Os trilhos ali formam uma figura
com contorno semelhante ao de uma pera, algo comum no carregamento de minérios,
mas que têm sido usados cada vez mais para cargas como os grãos. Com o sistema,
é possível economizar 10 horas no carregamento dos vagões e no tempo de manobra
para o trem se voltar em direção ao porto, em relação ao sistema tradicional.
Bom para a ferrovia: quanto mais depressa uma carga é carregada, mais carga
rodará pelos trilhos.
A ferrovia em questão é a
Norte-Sul, que já funciona regularmente em seu trecho norte. O projeto foi
lançado no governo de José Sarney há exatos 30 anos com o objetivo de se tornar
a espinha dorsal da logística brasileira, ligando o Brasil de alto a baixo por
trilhos. Mas, de lá para cá, a Norte-Sul foi constantemente tida como um
retrato da falta de planejamento e da má gestão da infraestrutura.
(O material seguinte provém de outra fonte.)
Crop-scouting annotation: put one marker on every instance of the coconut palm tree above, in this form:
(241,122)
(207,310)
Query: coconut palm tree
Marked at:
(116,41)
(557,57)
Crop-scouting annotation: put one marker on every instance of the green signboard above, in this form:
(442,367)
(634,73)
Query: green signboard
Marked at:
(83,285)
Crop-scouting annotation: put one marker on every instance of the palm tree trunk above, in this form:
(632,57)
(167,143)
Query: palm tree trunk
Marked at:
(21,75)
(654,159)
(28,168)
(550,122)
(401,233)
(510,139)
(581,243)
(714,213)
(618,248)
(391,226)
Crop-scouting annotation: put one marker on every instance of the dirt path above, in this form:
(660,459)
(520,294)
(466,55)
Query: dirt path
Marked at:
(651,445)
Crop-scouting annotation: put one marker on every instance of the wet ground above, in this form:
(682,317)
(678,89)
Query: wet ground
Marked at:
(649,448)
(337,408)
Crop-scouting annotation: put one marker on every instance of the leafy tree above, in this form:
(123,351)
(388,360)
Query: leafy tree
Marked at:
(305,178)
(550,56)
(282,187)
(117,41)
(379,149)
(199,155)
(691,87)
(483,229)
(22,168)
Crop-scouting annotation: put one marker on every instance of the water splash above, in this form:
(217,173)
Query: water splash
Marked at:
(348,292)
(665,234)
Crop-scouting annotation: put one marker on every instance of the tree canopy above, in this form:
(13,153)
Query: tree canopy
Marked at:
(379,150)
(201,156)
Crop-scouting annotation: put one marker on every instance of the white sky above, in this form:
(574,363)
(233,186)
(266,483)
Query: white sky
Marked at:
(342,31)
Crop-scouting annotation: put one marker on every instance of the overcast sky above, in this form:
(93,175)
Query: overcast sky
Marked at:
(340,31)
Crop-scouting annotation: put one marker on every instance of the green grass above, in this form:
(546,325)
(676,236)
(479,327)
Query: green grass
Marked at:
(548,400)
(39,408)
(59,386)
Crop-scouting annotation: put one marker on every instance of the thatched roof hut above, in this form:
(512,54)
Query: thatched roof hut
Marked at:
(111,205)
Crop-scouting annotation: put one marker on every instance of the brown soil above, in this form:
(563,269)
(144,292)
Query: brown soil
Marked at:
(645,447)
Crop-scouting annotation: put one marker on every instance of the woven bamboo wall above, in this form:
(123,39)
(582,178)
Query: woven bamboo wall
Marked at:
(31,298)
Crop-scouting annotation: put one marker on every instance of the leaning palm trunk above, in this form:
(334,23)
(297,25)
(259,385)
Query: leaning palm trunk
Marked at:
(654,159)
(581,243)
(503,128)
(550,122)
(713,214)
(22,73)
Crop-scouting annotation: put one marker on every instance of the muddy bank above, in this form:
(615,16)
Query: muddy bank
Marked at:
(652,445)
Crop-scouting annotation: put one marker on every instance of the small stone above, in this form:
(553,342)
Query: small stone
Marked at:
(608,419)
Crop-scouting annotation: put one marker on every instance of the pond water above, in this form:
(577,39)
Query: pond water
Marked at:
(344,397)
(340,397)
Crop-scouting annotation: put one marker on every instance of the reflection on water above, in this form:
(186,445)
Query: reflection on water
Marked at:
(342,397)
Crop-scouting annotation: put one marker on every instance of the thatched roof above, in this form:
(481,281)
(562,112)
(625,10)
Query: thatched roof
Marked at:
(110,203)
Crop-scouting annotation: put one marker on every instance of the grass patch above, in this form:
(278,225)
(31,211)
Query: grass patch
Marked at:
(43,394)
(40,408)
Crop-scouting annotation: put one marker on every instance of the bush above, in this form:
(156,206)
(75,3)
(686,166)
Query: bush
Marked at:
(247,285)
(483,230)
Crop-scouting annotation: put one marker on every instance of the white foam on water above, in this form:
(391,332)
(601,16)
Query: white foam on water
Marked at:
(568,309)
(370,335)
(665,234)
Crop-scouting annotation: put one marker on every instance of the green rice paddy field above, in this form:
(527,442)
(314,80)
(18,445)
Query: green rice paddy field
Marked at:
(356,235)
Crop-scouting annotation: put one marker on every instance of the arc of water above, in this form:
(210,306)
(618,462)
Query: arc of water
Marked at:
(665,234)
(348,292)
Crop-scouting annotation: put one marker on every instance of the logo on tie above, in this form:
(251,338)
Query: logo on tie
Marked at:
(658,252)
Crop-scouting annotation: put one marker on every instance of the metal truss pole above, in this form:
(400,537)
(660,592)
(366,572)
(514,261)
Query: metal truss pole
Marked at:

De 1987 a 2007, já sob o governo
do presidente Luiz Inácio Lula da Silva, foram construídos apenas 200
quilômetros. Passada mais uma década, os 2 057 quilômetros restantes ainda não
ficaram prontos — há trechos em obras, outros com falta de sinalização e de
pátios de manobra. Quando tudo isso estiver pronto, ainda estará longe dos
4 800 quilômetros de ferrovia prometidos por Lula e pela ex-presidente Dilma
Rousseff, num trajeto em que a Norte-Sul se estenderia no norte até o porto
fluvial de Vila do Conde, em Barcarena, no Pará, e na outra ponta até a cidade
de Rio Grande, no Rio Grande do Sul.
“Obviamente, esse tempo de
construção não é o esperado para uma ferrovia”, diz Bernardo Figueiredo,
ex-diretor-geral da Agência Nacional de Transportes Terrestres e ex-presidente
da Empresa de Planejamento e Logística durante os governos petistas. “Mas o
projeto durante anos foi andando conforme a situação do orçamento, que não
tinha nenhuma previsibilidade.”
Três décadas após o início do
projeto, a Norte-Sul parece, aos trancos e barrancos, trazer resultados. O que
ocorre nos 720 quilômetros prontos entre Porto Nacional e Açailândia, no
Maranhão, é um capítulo positivo dessa história. O trecho é operado pela VLI,
que tem entre os sócios a mineradora Vale, o fundo canadense Brookfield, o
conglomerado japonês Mitsui e o fundo de investimento do FGTS.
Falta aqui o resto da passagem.